Submitted to: Journal of Nematology
Publication Type: Peer Reviewed Journal
Publication Acceptance Date: 1/15/2015
Publication Date: 4/13/2015
Citation: Dinh, P., Zhang, L., Mojtahedi, H., Brown, C.R., Elling, A. 2015. RNA interference of effector gene 16D10 leads to broad meloidogyne resistance in potato. Journal of Nematology. 47:71-78.
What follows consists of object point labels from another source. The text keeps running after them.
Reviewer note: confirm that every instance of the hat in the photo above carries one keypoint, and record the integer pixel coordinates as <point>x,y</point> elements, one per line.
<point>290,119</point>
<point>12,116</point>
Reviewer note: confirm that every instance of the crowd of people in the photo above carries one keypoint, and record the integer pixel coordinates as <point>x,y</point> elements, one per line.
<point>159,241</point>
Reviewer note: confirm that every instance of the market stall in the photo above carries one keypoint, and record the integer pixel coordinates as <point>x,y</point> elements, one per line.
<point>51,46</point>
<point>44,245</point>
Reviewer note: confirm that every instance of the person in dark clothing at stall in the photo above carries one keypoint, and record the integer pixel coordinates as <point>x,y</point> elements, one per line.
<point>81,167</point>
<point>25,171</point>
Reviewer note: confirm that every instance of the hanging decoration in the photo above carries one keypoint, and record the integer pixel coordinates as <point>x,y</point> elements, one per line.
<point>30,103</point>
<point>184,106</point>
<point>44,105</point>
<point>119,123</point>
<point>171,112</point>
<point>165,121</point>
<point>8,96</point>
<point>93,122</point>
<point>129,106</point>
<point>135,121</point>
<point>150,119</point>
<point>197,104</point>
Interpretive Summary: Plant Parasitic Nematodes are microscopic worms that live in the soil and feed on plants. One of these, the root-knot nematode, enters the root system of the potato, and must be controlled by the application of pesticides to the plants or soil. The root-knot nematode migrates within the root to a specific location where it takes over the plant growth process and provides itself with a giant cell (the root-knot) that supplies its food. The interaction between nematode and plant resulting in the root-knot involves nematode chemicals called effectors. Effectors are produced in the nematode salivary glands and are spit into plant root cells through the nematode stylet which is like a straw. The effector chemicals are produced by the expression of a gene in the nematode. Plant root cells are very responsive to the effector. It is the strategy of the nematode to transform the potato root into a nematode cafeteria. USDA, ARS researchers at Prosser, Washington, in collaboration with scientists at Washington State University transformed potato plants to express an RNA which interfered with the nematode effector called "16D10" The interference reduced the quantity of the effector, which reduced the nematode food supply and the numbers of eggs produced by the nematode. These results demonstrate a potential for RNA interference of 16D10 to inhibit the plant parasitism process of root-knot nematode species. Potato plants that are genetically altered to reduce the effectiveness of the nematode effector could be grown with reduced application of pesticides, a benefit to the environment and consumer, and a cost reduction for the farmer.

Technical Abstract: Root-knot nematodes (Meloidogyne spp.) are a significant problem in potato (Solanum tuberosum) production. There is no known Meloidogyne resistance gene in cultivated potato, even though sources of resistance were identified in wild potato species. The objective of this study was to generate stable transgenic potato lines in a cv. ‘Russet Burbank’ background that carry an RNA interference (RNAi) transgene capable of silencing the 16D10 Meloidogyne effector gene, and to test for resistance against some of the most important root-knot nematodes in potato, i.e., M. arenaria, M. chitwoodi, M. hapla, M. incognita, and M. javanica. At 35 days after inoculation (DAI), the number of egg masses per plant was significantly reduced by 65 to 97% (P < 0.05) in the RNAi line compared to wild type and empty vector controls. The strongest reduction in the number of egg masses was observed in M. hapla, whereas M. javanica showed the smallest resistance effect. Similarly, the number of eggs per plant was significantly reduced between 66% in M. arenaria and 87% in M. hapla (P < 0.05) compared to wild type and empty vector control plants. Plant-mediated RNAi silencing of the 16D10 effector gene resulted in significant resistance against all root-knot nematode species tested, whereas RMc1(blb), the only known Meloidogyne resistance gene in potato, did not have a broad resistance effect. Silencing of 16D10 did not interfere with the attraction of M. incognita second-stage juveniles to roots, nor did it reduce root invasion.